I suggested to her that perhaps she ought to make a will, so that her last wishes could be documented and carried out as she would want. She wasn’t too familiar with the concept. Apart from anything else, where she came from, women didn’t own property. I explained the general principles and suggested the various things she might want to specify – what happens to her box, her money, the tavern, leaving an allowance for the children, what to do with her pet tree, Ardan, even the style of her funeral, should she wish to. She seemed rather bemused by the concept that anybody would care what happened at her funeral, half laughing, half crying and expressing the wish that she did not want to die, while admitting that it was going to happen eventually. Then she asked what would happen if she went missing. I told her that I did not want her to die either, and suggested that maybe making a will, and a similar document for if she went missing might ease her mind a little, because at least then, she would know that things would be taken care of. I offered to sit down with her and help draft the documents, assuring her, despite her protests to the contrary, that it would not be a burden. After all, I had done the same for my mother. I left her to think about it, promising I would talk with her soon.

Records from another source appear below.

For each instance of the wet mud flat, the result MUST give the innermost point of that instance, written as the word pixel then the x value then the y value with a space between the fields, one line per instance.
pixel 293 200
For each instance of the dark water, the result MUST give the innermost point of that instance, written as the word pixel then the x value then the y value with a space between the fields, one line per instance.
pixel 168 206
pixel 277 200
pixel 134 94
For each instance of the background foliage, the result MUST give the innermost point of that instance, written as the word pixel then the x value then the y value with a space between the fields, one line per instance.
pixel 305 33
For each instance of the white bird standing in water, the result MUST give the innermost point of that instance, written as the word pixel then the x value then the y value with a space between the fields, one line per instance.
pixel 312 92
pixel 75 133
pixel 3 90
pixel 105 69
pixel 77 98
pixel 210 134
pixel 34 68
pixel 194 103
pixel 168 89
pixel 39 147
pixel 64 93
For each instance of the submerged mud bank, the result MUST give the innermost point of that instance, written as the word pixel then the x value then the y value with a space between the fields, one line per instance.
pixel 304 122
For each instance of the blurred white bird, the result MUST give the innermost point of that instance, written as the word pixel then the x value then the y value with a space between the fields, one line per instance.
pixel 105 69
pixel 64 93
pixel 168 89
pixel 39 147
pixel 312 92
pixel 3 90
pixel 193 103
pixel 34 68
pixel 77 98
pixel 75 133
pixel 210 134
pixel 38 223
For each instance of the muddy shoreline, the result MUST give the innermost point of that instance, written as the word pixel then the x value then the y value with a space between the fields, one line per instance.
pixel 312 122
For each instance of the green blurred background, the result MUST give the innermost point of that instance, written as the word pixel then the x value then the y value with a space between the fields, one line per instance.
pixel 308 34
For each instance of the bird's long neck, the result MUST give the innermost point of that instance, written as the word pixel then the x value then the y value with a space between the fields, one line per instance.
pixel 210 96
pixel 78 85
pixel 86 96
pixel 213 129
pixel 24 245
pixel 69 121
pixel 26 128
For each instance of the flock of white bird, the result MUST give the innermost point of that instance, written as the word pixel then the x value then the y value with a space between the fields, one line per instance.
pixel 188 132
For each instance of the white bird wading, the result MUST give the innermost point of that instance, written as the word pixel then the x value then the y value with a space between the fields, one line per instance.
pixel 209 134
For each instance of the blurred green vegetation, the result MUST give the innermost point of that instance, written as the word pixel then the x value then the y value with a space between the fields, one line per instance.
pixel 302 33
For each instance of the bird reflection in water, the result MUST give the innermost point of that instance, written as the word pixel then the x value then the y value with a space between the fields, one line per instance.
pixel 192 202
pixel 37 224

A curious conversation, I thought. I can, to some extent, understand her preoccupation with her possible demise. By the standards of her culture and time period, she has already lived the majority of her life and lived longer than might have been expected under the circumstances. While her life expectancy might be better in Jasper Cove, given the absence of marauding dragons (for the moment, anyway), she does take enormous risks in dealing with the Huntsman, with the White Stag and Daimon, and possibly even with whatever is going on with her and Llwyd, so perhaps her expectancy isn’t that much better here. And that’s without her inability to tell a deadly berry from an edible one.
Thinking of the matter of wills, it occurs to me that I have been neglectful in the matter of my own family. As a matter of course, I prepared a new will once Alexandra and I were married, but at the time, made only provision for potential children of the marriage. Of course, that all went by the wayside when Alexandra died, and with all the grief and subsequent changes to my life, I never got round to drafting a new one. Although Arthur is technically covered by the potential children clause, his adoption by my brother might have complicated that. I would draft a new one, if there was any way I could get it back to my time, my country of origin. Alec said that our trading agreement was between BHT Trading and his Jasper Cove Louisiana subsidiary in 1891. Perhaps something could be sent that way. Of course, there is the minor complication of my legal status. It seems the general view of mortals that a vampire is already dead, despite all the moving around and talking and such like. I could have myself declared dead, so that Arthur can inherit, but then, that would preclude me from seeing my family ever again. Such are the trials of this strange existence. I should consult with Brigitte. She has been in this state far longer than I; surely she should know something of these matters.